To: sonyNchair who wrote (90)11/19/1998 4:47:00 AM
From: George Sepetjian  Read Replies (1) | Respond to of 170
 
Here's what IMAX has in store for the future.

If one of the next decade's more interesting technological
breakthroughs pans out, the result may be a surge in the
popularity of movies made when computers were still room-size
devices. Brad Wechsler, chairman and co-chief executive officer
of Imax Corp., a Mississauga, Ontario, company that makes
technology for giant-format films, predicts that computing tools will
soon exist to convert any conventionally shot film into 3-D, Imax,
or even 3-D Imax, an eye-popping combination already showing
in theaters.

Mr.
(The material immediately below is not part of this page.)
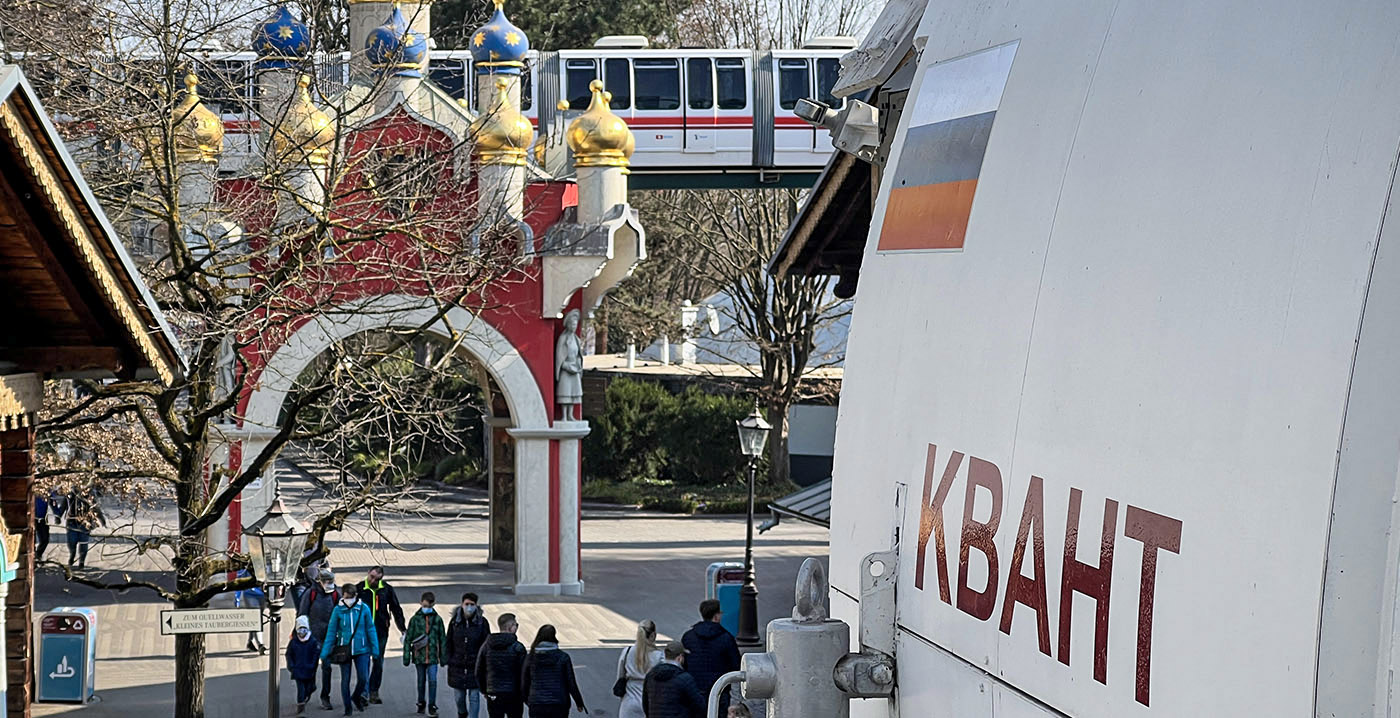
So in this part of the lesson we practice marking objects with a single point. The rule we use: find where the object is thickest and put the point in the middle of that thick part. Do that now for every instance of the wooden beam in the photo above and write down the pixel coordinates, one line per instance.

Wechsler says Imax's research-and-development wing is
pondering techniques for taking two-dimensional 35-millimeter
films and blowing them up into Imax's towering eight-story images
and 3-D stereoscopic pictures. He's confident the technology will
be ready in a decade -- maybe sooner. "It's really a function of
digital-enhancement tools and computing power," he says. "What
you're doing is you're sort of stretching images in space and
interpolating data."

The upshot for Imax could be profound: Its current library of about
140 Imax movies could suddenly expand to include the greatest
treasures of the cinematic canon, a key development for a jumbo
medium that hasn't produced any masterpieces. "I think a film like
'Lawrence of Arabia' would look exquisite in Imax 2-D," says Mr.
Wechsler, who also puts "The Wizard of Oz" on the short list of
films he would most like to see in Imax. Studios, too, might be
agog over the possibilities: What better gimmick is there for
getting audiences to turn out for a film-classic revival?

Critics, of course, will disagree: If Ted Turner colorizing
"Casablanca" agitated cineastes, Imax inflating Dorothy and
Toto to the size of buildings sounds like grounds for a holy war.
Mr. Wechsler, though, says he won't treat purists' concerns lightly.